Will Gluck’s Film Easy A
Essay by jess-ballard • March 6, 2016 • Book/Movie Report • 978 Words (4 Pages) • 1,654 Views
Easy A Gets a B+[pic 1]
“It should come as no surprise that the rumour that I was soliciting sex for money spread around school faster than…..well faster than the first rumour about me spread,” Olive Penderghast, played by Emma Stone. In Will Gluck’s film Easy A, an unnoticed high school girl, learns that being the centre of attention is not all its hyped up to be. Easy A embodies wittiness, comedy and is anchored by a breakthrough performance by Emma Stone. Whilst the story line won’t fail to make you chuckle, the film would not be nearly as great without the powerful themes that it showcases. The title of the film itself is adapted from the term being ‘easy’ and the ‘A’ is inspired from Nathaniel Hawthorne’s book ‘The Scarlet Letter.’ [pic 2]

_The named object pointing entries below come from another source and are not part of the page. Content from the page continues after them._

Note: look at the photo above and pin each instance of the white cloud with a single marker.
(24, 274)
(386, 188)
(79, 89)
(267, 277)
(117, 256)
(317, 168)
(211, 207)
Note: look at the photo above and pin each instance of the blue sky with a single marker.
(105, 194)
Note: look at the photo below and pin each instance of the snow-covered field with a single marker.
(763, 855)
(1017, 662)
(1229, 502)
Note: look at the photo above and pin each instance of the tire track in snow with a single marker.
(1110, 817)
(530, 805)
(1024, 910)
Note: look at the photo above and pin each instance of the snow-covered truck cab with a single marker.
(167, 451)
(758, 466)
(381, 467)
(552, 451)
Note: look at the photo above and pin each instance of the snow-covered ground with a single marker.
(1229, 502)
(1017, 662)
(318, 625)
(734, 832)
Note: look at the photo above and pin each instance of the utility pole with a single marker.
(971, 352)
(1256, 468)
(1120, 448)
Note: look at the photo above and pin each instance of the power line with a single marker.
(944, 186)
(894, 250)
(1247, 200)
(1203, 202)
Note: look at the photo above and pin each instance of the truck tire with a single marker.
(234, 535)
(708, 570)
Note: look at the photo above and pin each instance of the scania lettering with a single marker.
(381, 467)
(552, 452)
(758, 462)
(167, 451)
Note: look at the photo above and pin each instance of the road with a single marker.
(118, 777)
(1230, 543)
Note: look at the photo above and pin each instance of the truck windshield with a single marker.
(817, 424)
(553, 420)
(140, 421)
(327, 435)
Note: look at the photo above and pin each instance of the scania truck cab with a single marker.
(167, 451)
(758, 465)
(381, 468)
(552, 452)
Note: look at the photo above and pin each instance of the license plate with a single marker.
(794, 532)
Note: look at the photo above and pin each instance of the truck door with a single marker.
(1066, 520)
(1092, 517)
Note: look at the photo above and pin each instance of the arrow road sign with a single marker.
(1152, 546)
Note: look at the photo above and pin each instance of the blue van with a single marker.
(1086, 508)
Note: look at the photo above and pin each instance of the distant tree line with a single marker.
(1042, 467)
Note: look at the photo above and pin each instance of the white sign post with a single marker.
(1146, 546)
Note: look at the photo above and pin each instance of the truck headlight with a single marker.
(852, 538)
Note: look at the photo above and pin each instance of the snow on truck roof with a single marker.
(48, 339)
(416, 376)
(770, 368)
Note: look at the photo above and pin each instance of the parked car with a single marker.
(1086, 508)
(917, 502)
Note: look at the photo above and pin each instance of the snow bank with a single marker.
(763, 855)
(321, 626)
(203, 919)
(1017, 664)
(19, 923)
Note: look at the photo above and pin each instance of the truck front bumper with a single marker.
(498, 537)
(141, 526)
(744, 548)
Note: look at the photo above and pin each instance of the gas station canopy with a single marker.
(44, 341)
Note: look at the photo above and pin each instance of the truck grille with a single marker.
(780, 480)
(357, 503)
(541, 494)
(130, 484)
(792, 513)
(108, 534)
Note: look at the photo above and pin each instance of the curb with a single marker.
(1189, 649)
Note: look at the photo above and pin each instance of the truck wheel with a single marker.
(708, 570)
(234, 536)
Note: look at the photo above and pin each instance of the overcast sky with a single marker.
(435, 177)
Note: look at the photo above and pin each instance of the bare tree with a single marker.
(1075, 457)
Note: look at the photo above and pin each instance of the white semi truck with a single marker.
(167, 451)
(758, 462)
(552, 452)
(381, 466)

A quality film can only have an impact on its audience if it showcases strong themes. Easy A flourishes when expressing influential thematic ideas that provides its target audience with an endless supply of humour whilst captivating the nature of high school. The theme of double standards between men and woman shines throughout the film. Woman of all age groups are faced with double standards when it comes to sexual exploits, in comparison to men’s rewarding behaviours in the same endeavours. The film also explores themes of homosexuality, rumours, sin, redemption, slander and adultery.

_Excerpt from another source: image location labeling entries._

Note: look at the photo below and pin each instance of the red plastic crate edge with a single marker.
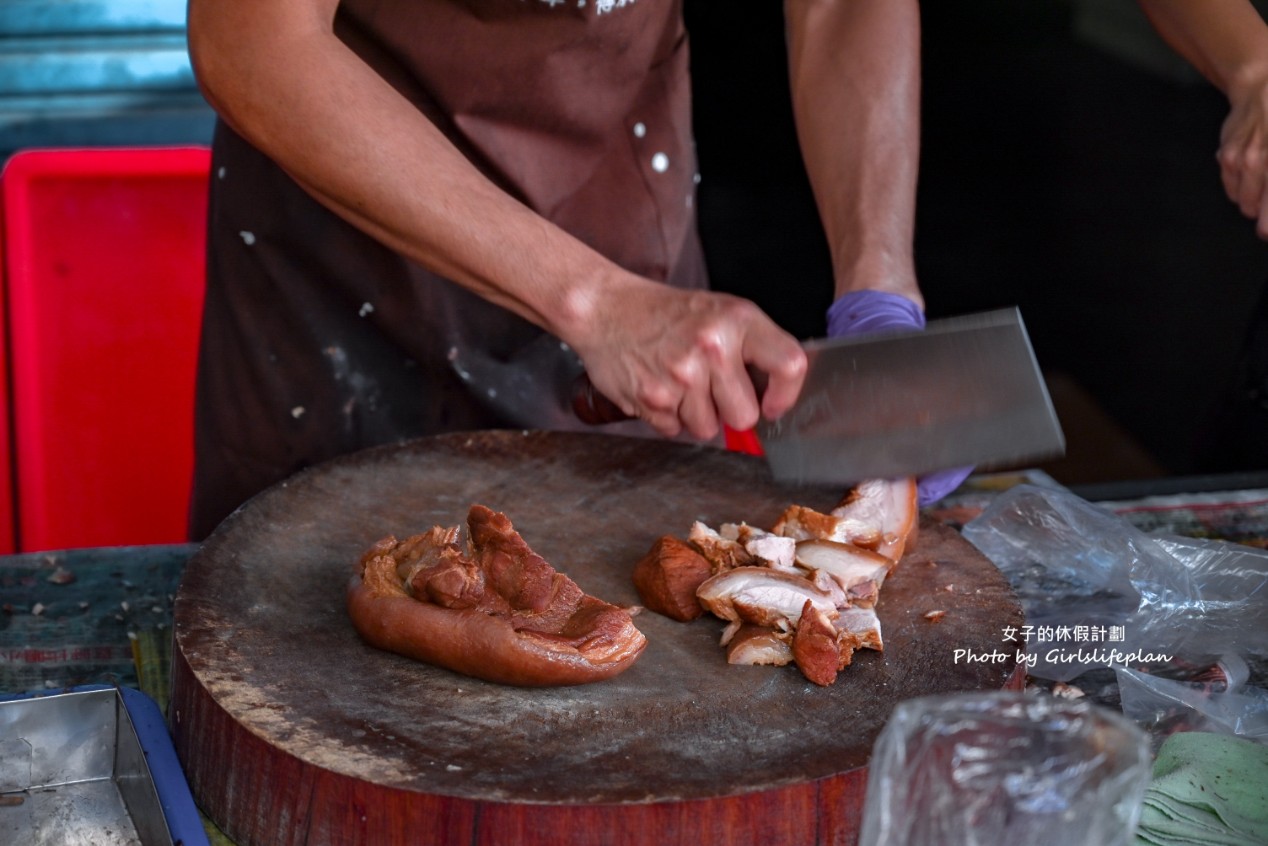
(19, 174)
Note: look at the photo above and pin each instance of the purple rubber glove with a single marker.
(862, 312)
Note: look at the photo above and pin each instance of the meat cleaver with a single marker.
(964, 392)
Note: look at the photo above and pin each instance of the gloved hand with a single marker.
(862, 312)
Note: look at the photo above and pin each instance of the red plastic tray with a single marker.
(104, 274)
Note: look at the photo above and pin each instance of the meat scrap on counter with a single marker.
(802, 592)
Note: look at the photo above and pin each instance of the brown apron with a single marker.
(317, 340)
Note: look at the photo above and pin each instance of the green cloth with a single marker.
(1207, 789)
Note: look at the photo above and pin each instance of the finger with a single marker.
(784, 363)
(1250, 179)
(736, 398)
(1229, 173)
(663, 423)
(698, 414)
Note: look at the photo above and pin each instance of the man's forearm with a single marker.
(855, 70)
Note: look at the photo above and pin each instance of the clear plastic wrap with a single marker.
(1146, 601)
(1001, 767)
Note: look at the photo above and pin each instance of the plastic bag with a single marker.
(1120, 598)
(1001, 767)
(1164, 705)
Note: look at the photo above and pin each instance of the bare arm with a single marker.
(1226, 41)
(855, 67)
(277, 72)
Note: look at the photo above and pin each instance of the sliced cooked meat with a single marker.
(814, 646)
(723, 553)
(848, 565)
(861, 623)
(762, 596)
(766, 547)
(667, 579)
(880, 515)
(757, 644)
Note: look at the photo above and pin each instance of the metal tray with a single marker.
(91, 765)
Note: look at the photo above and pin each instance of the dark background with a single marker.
(1068, 168)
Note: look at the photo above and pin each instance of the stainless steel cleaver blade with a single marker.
(965, 391)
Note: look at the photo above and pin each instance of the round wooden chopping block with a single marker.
(293, 731)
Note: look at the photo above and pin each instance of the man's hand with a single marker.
(1228, 43)
(677, 359)
(1243, 154)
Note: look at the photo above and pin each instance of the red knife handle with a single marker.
(592, 407)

Olive, played by Stone, is an indefatigably self-assured, clever and assertive girl who is seen as a ‘no body’ at her high school. At ends with not wanting to join a friend on a camping trip, she tells her best friend Rhiannon, that she has a date with a college boy. Becoming fed up with Rhiannon’s prurient nosiness about the finer details of the weekend’s mishaps, Olive decides to whip up a spicy white lie about losing her virginity. However the minor exaggeration becomes viral gossip, lavishly embellished, after ‘Jesus Freak’ Marianne (Amanda Byrnes) overhears the conversation in the girl’s bathroom. “I started piling on lie after lie. It was like setting up Jenga,” Olive exerted. She soon discovered that rumours spread faster than nits in a primary school playground. Suddenly the whole school is giving the previously invisible Olive hard and inquiring looks, leaving her with two choices. Cop the judgement of society or dare to challenge it.

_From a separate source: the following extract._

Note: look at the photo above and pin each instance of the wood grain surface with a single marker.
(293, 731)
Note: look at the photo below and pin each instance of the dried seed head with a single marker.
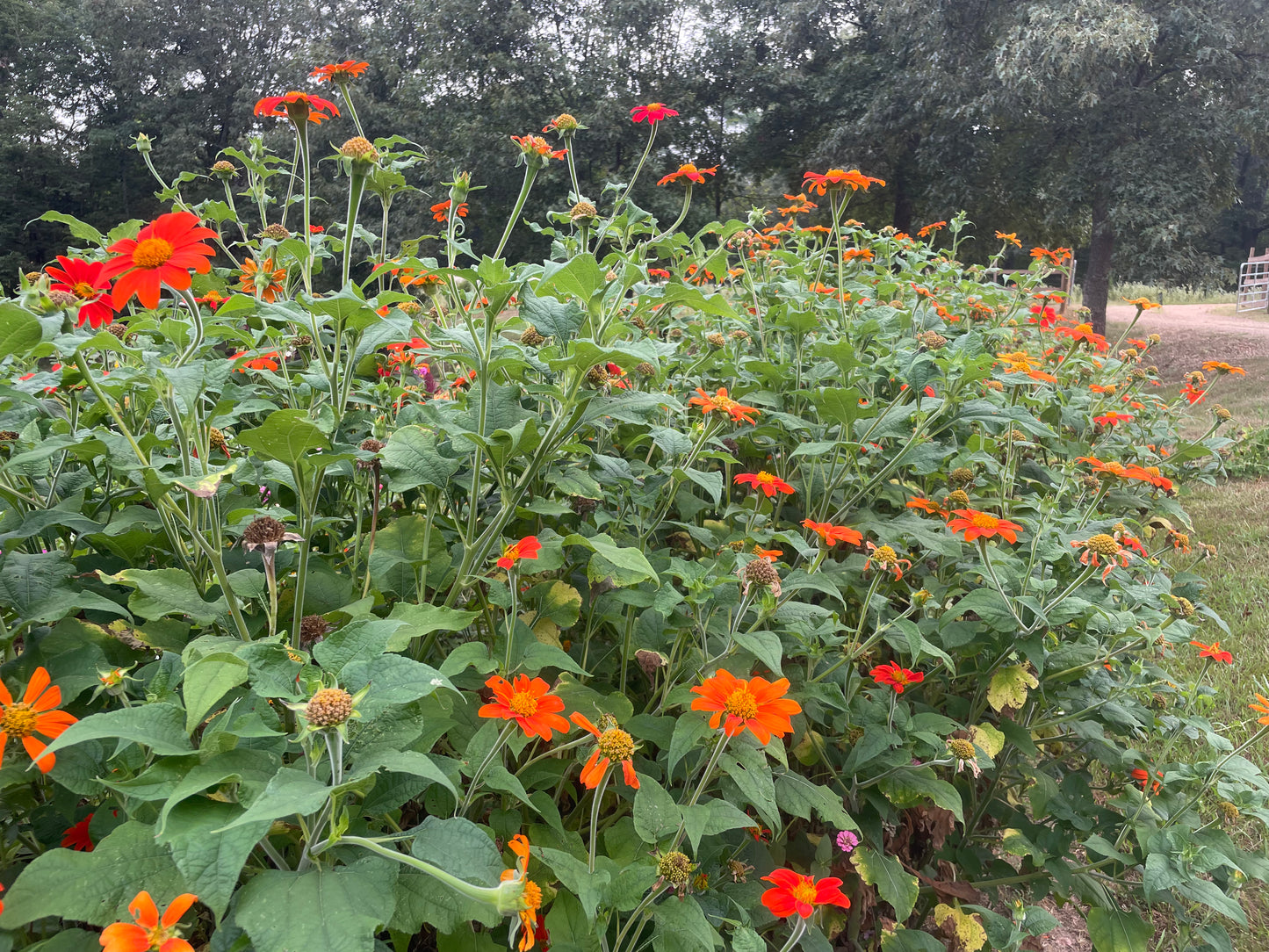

The characters of Easy A exemplify strong themes, through breakthrough performances by the entire cast and in particularly Emma Stone. These young actors convey the ideas and depict the realism of high school. Olive is a smart, empathetic and engaging young woman, who’s inexplicably short of the physical experiences that a 17 year old in a sun-kissed California town thinks she ought to have. Through the course of the film, Olive manages to weave herself in and out of a horrible mess, with the help of a webcast broadcasted on the internet, overcoming the barriers of false identity which was forced upon her.